Officer Nasty works security at the library. He doesn’t wait for trouble to happen or for someone to ask him for help. Instead, he constantly patrols the whole place looking for people who may be breaking the rules, so he can put them out. He walks up and down the narrow aisles of the computer center to see what you have on your screen. He comes into the men’s room hoping to catch someone in the act — act of what, I can’t imagine. You get the picture.

The wi-fi cafe at the library is about 15 feet inside the front door. My custom was, if I weren’t going back to the computer center (about 60 feet from the front door), to stash my two heavy bags in there when I went out for a smoke break, and then pick them up when I’d come back in. Saturday 06/09/12 he told me I couldn’t do that, but must take the bags with me.

There were conversations behind that, and e-mails exchanged (Not naming him, but only asking about the rules.) with big shots, and over the course of a couple weeks I learned new ways to handle my bags so as to not draw his attention.
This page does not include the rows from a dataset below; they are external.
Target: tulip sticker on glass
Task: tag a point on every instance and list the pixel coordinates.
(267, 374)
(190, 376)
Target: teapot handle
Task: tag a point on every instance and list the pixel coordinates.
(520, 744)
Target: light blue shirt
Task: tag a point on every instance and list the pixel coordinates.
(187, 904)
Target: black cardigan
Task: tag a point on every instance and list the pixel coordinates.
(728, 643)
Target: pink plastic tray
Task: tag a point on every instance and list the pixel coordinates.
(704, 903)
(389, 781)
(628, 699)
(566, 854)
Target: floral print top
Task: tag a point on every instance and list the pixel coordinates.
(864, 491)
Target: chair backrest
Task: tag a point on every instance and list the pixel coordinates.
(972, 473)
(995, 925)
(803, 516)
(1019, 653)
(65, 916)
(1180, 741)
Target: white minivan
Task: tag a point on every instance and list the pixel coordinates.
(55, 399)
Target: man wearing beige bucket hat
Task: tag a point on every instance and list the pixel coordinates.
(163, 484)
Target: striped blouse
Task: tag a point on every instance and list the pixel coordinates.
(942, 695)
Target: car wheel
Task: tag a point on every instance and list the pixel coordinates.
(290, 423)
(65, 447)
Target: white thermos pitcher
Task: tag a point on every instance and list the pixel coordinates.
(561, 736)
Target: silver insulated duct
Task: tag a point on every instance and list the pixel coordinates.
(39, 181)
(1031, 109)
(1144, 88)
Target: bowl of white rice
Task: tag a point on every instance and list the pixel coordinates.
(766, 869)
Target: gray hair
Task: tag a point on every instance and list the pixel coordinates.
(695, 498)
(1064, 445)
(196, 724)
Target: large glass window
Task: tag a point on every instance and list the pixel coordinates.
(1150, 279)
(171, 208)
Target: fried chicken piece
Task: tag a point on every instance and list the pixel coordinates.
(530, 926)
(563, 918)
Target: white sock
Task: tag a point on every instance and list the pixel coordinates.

It was simple enough.

I found nevertheless that part of me — the impulse to seek or make trouble, which I may as well call here “the itch” — still wanted to bring a complaint and make this all out as some kind of personal vendetta against me. Perhaps he wanted to make it that much more inconvenient for me, and that much more obvious to other people, that I have those two heavy bags and am homeless.

But the fact is, in light of the actual facts of the situation, that in order to make a complaint like that, I’d have to concoct some fiction — to make up some story — to lie. And I’m not willing to do that in this case.